@Wesson Je suis d’accord avec vous en ce qui concerne la très proche attaque de Kiev et j’ai comme l’impression que les résistants ne demandent pas mieux, ne serait-ce que pour pouvoir négocier à leur avantage, tablant sur la défaite de Kiev. Espérons que l’arrogance de Kiev, doublée de l’ignorance de l’âme slave des occidentaux donne un avantage (en plus de la connaissance du terrain et de la volonté de défendre leur terre du côté des résistants) aux combattants du Donbass. Merci en tout cas de vos analyses.
Je l’espère vivement pour les résistants qui forcent l’admiration dans ce monde où l’intérêt individuel et la superficialité rabaissent l’humanité à ce qu’elle a de pire.
Incompétent ne veut pas dire bête. L’incompétence découle souvent d’une analyse erronée induite par un apriori qui plonge ses racines dans des certitudes forgées par la propagande. Et je crois que c’est le cas ici.
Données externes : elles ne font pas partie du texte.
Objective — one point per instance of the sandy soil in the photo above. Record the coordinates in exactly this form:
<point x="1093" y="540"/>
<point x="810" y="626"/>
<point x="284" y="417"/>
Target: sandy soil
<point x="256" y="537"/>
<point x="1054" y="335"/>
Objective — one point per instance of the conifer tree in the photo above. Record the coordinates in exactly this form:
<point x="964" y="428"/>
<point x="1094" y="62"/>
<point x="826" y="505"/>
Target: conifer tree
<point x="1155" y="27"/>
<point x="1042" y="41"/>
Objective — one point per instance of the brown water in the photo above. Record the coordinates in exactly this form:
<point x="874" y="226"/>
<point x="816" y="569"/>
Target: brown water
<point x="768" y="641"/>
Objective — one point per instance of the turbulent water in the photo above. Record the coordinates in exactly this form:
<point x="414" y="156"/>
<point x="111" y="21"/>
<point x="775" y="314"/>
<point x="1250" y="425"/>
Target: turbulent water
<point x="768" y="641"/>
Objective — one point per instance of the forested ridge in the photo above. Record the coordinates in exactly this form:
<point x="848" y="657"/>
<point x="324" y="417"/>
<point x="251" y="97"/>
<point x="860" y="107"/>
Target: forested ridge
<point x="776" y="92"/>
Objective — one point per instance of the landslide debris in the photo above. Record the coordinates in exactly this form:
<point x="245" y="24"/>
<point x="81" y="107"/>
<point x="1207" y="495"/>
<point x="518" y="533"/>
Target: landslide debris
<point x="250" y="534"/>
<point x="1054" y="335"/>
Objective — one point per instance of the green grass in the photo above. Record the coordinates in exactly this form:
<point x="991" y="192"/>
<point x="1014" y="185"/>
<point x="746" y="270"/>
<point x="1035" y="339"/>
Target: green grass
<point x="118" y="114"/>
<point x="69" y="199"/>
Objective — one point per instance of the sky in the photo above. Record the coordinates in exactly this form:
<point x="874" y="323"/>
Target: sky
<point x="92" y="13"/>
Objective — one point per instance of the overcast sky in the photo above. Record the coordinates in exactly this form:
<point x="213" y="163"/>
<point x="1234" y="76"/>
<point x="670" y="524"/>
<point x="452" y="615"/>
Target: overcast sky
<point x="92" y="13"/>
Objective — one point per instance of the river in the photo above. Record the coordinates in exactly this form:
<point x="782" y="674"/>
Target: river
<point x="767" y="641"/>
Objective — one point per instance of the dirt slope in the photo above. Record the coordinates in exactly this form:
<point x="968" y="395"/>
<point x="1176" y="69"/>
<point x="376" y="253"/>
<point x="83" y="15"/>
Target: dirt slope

Vous ne pouvez imaginer le nombre de personnes instruites, d’une intelligence tout à fait correcte voire supérieure à la moyenne, qui voient encore la Russie d’aujourd’hui à travers le prisme de la propagande anti SOVIETIQUE.
Voilà 70 ans que l’Europe est inondée de rêve américain à travers Holiwood, le rock (ou autre musique) le vrombissement des Harley, les séries télé et j’en passe.
Endormie sous ces clichés, l’Europe n’a pas vu venir le danger que représente l’expansion américaine... et nos dirigeants, qui ont peut-être des intérêts sonnants et trébuchants (sous une formeou une autre) à continuer à boire les paroles de l’oncle Sam, ne cherchent pas à s’interroger ou à remettre en question la vision du monde américaine.
Votre article ne répond pas à la question : « comment expliquer le comportement de l’Allemagne de Mme. Merkel ? »
Un début de réponse pourrait être que la politique hégémonique de l’Allemagne a aujourd’hui besoin d’un soutien de l’occident pour pousser ses pions plus loin.
Imaginons que Mme Merkel ait reçu des assurances des Etats-unis (mais que vaut la parole de ces gouvernants ?) que l’Allemagne deviendrait leur seul interlocuteur (on est déjà sur ce chemin) afin que ce pays règne sans partage sur l’Europe ?
On comprendrait alors pourquoi l’Allemagne semble soumise aux Etats-Unis : ils se prennent pour un allié des USA alors qu’ils ne sont que leur vassal.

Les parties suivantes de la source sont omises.